The concerns of the hospital and university witnesses were put in context by the hearing’s first witness, Roger Colinvaux, former legislation counsel for Congress’s Joint Committee on Taxation. He argued that the reason why the U.S. nonprofit sector is so large and growing -- 1.1 million organizations [excluding churches] with $2.5 trillion in assets -- is precisely because federal law has a broad and generous definition for determining whether an organization should be tax-exempt. Basically, if you do good to others without profiting yourself, you can be a nonprofit. Over time the law has added negative restrictions on political activity, lobbying, self-dealing and untaxed business activity, but it has imposed no positive substantive obligations on nonprofits, specifically defining what and how to “do good.”

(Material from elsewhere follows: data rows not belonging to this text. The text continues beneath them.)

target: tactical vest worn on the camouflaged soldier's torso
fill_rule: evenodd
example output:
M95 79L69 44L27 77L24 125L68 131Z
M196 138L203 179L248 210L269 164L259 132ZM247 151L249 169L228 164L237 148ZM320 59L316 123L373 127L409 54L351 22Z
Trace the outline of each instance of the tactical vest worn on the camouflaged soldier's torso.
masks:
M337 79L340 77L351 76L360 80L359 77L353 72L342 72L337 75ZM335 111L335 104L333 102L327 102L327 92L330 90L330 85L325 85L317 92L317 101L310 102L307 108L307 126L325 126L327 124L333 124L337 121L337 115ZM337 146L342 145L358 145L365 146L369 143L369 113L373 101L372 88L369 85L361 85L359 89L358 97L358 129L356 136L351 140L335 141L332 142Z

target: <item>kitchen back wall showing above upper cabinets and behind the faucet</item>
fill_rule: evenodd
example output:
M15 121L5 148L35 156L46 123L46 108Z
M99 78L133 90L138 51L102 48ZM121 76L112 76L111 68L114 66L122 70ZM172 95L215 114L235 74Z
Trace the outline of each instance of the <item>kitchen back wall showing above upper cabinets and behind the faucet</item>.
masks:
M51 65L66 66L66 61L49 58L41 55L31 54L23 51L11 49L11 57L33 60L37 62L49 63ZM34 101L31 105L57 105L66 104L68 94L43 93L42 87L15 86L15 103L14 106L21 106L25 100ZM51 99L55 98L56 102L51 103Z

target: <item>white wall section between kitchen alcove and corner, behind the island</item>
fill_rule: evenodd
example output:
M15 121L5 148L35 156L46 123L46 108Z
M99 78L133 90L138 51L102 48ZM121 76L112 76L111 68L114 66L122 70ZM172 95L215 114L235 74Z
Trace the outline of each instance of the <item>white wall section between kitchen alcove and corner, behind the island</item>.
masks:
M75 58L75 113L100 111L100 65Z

Unfortunately, the resulting proliferation of nonprofits has produced scandals and financial abuses. This angers Congress and tempts it to meddle and tinker with the law. Hence yesterday’s hearing, the first in a series. Congress knows the only sanction available to the IRS is too severe -- loss of a nonprofit’s tax-exempt status. Hence the new Form 990, which makes nonprofits engage in exhaustive information-gathering. Fearful of making a mistake and making enemies, Congress doesn’t know what else to do.

Perhaps Congress should change the basis on which it awards an organization tax-exempt status? It’s happening already, said Colinvaux in response to a question from chairman Boustany: hospitals and universities have to answer more questions than other nonprofits. Colinvaux gingerly introduced the idea of substantive obligation and was pressed on this by Rep. Xavier Becerra (D-Calif.). Instead of awarding tax-exempt status on the basis of a nonprofit’s vaguely benevolent “purpose,” why not have the IRS grant and assess tax-exempt status but on the basis of a group’s “activities” and “outcomes”? This is sure to send a chill up many nonprofit spines.

Last October Rep. Boustany, the subcommittee chairman, sent the IRS a letter requesting responses to an extensive list of questions on its compliance policies. The next committee hearing will likely focus on the IRS commissioner’s answers.